Asbury Ocean Club Asbury Park Hero Dusk
Asbury Ocean Club, Asbury Park. Rendering courtesy iStar.

All of those projects fall within the city’s Waterfront Redevelopment Plan, which was created in 2002 and hasn’t been amended since December 2005. It encompasses a large area spanning 230 acres from the Atlantic Ocean west until Grand Avenue and from the city’s northern border to Wesley Lake.

Asbury Park Redevelopment Plan
Asbury Park Waterfront Redevelopment Area. Plan via the City of Asbury Park.

While the plan has undoubtedly sparked a resurgence in development, it does not impose any affordable housing requirements on new projects in the area. That should come as little surprise to land use junkies, as redevelopment plans that don’t contain an affordable housing component are extremely common in other cities around the Garden State (we’re looking at you, Jersey City!).
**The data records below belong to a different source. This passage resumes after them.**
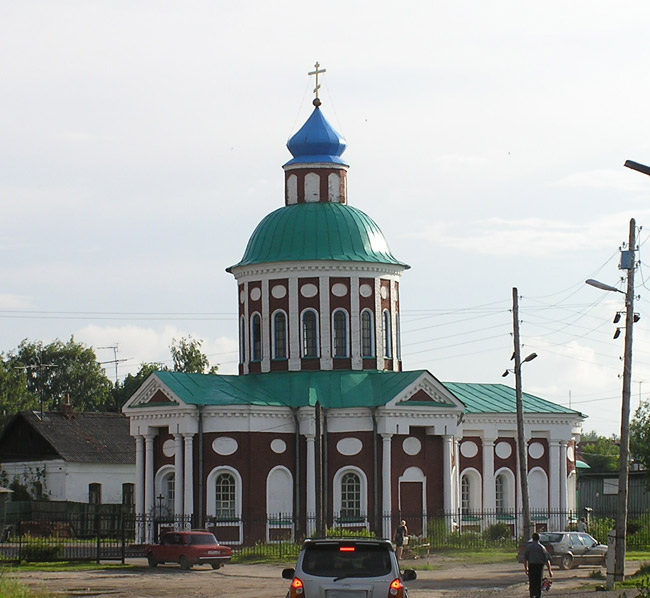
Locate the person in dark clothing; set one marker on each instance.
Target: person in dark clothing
(535, 557)
(400, 533)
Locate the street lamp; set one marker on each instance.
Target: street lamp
(627, 263)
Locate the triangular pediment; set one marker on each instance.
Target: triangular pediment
(427, 391)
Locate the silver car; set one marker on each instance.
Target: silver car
(570, 549)
(343, 568)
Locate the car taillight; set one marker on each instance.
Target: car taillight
(396, 588)
(297, 588)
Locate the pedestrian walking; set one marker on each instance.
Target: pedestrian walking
(535, 557)
(401, 538)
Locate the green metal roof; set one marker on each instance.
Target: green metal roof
(317, 231)
(334, 389)
(499, 398)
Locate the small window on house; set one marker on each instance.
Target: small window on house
(256, 338)
(279, 335)
(367, 340)
(128, 493)
(95, 494)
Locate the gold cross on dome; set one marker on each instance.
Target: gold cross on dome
(317, 72)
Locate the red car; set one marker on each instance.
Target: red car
(187, 549)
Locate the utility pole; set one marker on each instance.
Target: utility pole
(320, 531)
(521, 439)
(627, 263)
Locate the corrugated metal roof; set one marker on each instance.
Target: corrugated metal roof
(317, 231)
(499, 398)
(81, 438)
(334, 389)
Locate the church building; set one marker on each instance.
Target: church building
(322, 417)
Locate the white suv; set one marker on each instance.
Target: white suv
(344, 568)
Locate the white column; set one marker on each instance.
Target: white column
(554, 475)
(139, 487)
(355, 325)
(489, 498)
(446, 473)
(266, 328)
(325, 333)
(188, 486)
(563, 476)
(179, 481)
(294, 326)
(311, 485)
(148, 481)
(386, 483)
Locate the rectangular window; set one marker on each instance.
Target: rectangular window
(95, 494)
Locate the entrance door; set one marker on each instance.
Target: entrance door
(411, 507)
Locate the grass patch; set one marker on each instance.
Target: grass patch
(478, 556)
(10, 587)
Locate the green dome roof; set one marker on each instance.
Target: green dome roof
(317, 231)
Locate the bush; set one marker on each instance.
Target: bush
(41, 551)
(497, 532)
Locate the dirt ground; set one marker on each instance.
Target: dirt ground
(446, 579)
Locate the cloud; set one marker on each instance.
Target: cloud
(138, 344)
(532, 237)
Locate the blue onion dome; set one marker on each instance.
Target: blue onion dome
(316, 141)
(317, 231)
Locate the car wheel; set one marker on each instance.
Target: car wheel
(566, 562)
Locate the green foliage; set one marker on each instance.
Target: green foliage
(41, 550)
(497, 532)
(188, 357)
(49, 373)
(640, 434)
(599, 452)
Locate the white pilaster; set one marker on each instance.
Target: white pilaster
(179, 482)
(311, 485)
(355, 325)
(326, 360)
(140, 481)
(266, 328)
(489, 498)
(387, 503)
(188, 499)
(446, 473)
(294, 326)
(148, 481)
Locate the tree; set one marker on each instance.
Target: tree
(640, 434)
(188, 357)
(599, 452)
(53, 371)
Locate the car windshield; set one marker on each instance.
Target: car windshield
(546, 537)
(201, 539)
(346, 559)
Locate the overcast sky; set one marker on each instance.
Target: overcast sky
(142, 142)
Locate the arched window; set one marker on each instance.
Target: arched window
(256, 338)
(279, 335)
(225, 496)
(388, 337)
(350, 495)
(242, 340)
(367, 334)
(340, 333)
(500, 487)
(309, 334)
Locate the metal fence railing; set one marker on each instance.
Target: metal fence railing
(96, 536)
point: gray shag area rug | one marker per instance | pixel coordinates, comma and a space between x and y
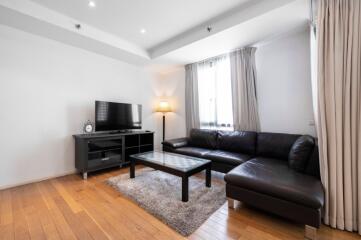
160, 193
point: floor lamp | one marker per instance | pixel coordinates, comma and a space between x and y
163, 107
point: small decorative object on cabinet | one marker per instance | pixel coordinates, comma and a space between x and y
88, 127
104, 150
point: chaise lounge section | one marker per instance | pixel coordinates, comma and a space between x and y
276, 172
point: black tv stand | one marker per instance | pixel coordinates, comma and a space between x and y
102, 150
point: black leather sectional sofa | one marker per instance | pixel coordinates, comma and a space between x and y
275, 172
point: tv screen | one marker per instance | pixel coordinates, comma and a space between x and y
117, 116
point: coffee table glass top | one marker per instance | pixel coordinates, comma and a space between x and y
171, 160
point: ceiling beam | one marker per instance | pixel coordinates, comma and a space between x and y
239, 15
34, 18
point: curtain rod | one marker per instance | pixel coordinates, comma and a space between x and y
220, 55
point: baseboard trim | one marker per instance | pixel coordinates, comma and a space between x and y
37, 180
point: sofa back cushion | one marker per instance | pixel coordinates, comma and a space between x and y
238, 141
203, 138
275, 145
300, 153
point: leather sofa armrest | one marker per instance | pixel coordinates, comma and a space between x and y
176, 143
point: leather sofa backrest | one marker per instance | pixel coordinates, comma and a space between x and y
238, 141
313, 165
275, 145
203, 138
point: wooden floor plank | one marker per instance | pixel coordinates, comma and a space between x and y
70, 208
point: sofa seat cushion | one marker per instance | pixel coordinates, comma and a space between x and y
192, 151
273, 177
230, 158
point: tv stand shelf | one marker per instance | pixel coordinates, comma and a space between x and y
103, 150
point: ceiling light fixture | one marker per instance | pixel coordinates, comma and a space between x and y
92, 4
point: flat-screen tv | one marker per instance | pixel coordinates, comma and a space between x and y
110, 116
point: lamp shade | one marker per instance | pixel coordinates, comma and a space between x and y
163, 107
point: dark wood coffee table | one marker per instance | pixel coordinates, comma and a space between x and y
175, 164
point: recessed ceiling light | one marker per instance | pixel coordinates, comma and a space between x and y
92, 4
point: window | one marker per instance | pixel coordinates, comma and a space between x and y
215, 94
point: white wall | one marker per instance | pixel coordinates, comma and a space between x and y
47, 92
284, 84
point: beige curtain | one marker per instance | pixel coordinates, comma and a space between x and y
191, 97
244, 100
339, 105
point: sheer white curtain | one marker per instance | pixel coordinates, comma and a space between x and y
215, 93
339, 110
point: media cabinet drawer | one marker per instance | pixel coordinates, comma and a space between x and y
96, 162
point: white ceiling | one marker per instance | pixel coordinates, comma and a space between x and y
176, 29
162, 19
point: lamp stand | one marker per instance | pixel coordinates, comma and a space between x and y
163, 127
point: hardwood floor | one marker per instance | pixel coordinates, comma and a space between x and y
70, 208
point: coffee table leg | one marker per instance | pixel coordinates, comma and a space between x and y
185, 189
208, 176
132, 168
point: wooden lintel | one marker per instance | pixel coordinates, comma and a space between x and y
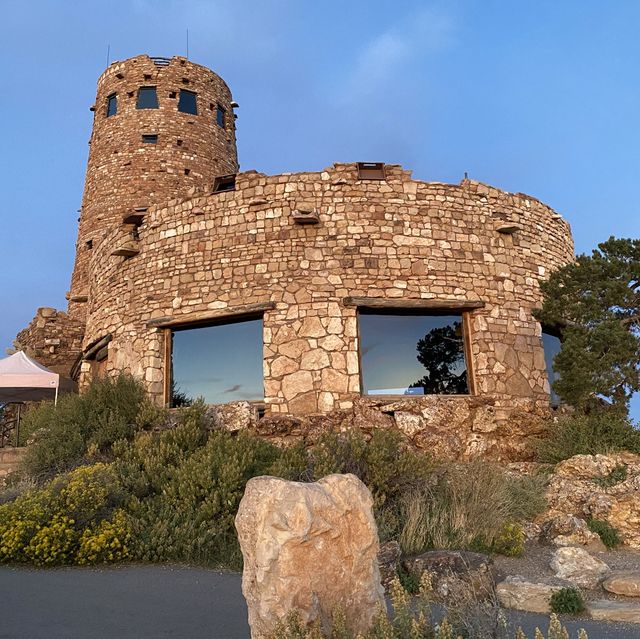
206, 316
92, 349
390, 303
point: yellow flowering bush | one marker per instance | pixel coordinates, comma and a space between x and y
68, 520
107, 542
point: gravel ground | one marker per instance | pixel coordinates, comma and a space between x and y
156, 602
534, 566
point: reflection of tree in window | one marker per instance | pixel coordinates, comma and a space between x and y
441, 352
179, 397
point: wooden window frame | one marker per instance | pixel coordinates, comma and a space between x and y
427, 308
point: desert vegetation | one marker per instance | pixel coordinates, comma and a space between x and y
109, 477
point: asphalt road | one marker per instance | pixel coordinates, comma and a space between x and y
152, 602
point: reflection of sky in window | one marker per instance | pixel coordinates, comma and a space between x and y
551, 345
221, 363
388, 350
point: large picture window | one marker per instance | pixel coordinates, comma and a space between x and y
412, 353
220, 362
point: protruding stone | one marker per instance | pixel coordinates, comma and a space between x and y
624, 611
578, 566
519, 594
625, 583
454, 572
310, 548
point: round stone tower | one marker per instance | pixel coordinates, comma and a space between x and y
161, 126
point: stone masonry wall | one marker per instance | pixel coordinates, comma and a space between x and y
397, 239
52, 338
124, 173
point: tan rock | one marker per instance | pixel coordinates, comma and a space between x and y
578, 566
614, 611
625, 583
235, 416
296, 383
311, 548
314, 360
568, 530
519, 594
283, 366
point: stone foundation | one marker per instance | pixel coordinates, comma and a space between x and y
445, 427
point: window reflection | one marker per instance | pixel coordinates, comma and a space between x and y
412, 354
147, 98
551, 344
187, 102
221, 363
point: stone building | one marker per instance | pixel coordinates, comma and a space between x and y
303, 293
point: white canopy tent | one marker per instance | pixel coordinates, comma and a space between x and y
22, 379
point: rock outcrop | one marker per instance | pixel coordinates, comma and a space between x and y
586, 486
520, 594
578, 566
626, 583
455, 574
310, 548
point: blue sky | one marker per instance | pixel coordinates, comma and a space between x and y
540, 97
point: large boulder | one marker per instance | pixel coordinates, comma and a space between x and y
457, 574
578, 566
309, 548
519, 594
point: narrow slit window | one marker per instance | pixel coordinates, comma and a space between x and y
112, 105
220, 362
220, 116
412, 353
188, 102
551, 343
224, 183
147, 98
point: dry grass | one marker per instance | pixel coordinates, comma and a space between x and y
467, 506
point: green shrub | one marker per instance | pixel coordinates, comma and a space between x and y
52, 524
472, 505
387, 467
509, 541
567, 601
607, 533
587, 435
616, 476
109, 410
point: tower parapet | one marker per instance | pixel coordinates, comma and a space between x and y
161, 126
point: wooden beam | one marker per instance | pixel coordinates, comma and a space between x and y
391, 303
206, 316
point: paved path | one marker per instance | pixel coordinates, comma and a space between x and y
152, 602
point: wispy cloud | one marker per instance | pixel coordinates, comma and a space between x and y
233, 389
381, 60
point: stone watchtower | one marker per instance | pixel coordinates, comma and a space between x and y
161, 126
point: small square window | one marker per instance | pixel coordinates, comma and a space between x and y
220, 116
224, 183
187, 102
147, 98
112, 105
371, 171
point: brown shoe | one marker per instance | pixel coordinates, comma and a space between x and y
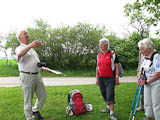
139, 109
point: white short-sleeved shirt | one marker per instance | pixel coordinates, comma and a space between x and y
28, 63
155, 67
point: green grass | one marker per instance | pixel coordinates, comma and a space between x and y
12, 70
11, 103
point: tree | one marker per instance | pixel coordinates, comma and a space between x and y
3, 48
145, 12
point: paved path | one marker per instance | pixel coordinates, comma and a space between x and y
60, 81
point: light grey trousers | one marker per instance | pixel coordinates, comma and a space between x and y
32, 83
152, 101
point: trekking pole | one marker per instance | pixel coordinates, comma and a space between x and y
134, 102
137, 102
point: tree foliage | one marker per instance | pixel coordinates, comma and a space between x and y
74, 47
145, 12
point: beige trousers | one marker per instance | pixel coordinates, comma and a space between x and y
152, 101
32, 83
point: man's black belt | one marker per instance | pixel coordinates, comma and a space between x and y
29, 72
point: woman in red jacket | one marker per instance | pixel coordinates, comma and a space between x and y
107, 75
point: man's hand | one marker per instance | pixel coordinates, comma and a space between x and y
35, 43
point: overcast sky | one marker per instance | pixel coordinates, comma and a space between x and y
19, 14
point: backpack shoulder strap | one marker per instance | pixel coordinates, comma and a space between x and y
151, 59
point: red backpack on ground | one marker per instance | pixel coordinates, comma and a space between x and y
75, 103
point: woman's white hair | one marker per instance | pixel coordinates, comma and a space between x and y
145, 43
105, 41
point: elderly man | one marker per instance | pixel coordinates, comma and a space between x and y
30, 78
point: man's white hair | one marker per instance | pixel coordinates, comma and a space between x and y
105, 41
145, 43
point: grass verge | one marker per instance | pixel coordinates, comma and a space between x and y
11, 103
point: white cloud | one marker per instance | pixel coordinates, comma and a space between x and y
18, 14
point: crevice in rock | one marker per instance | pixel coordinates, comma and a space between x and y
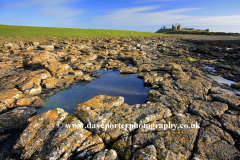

While Asbury Park has constructed some dedicated affordable housing of their own, a group called the Asbury Park Affordable Housing Coalition (APAHC) is looking to make changes to the redevelopment plan that create additional units. “We believe that affordable housing on the waterfront is very important,” APAHC said in a statement to Jersey Digs. “The waterfront area is where more than 50 percent of the City’s new development will be created.”

The Coalition has put forth a proposed ordinance that would require all new buildings with over 10 residences, including ones that fall within the redevelopment plan, to designate at least 20 percent of the units as affordable housing. City officials have thus far been responsive, forming a subcommittee that is working to introduce a new affordable housing ordinance.

While changes to affordable housing requirements in Asbury Park have yet to be made, it looks like more inclusionary zoning could be coming to the city sometime this year.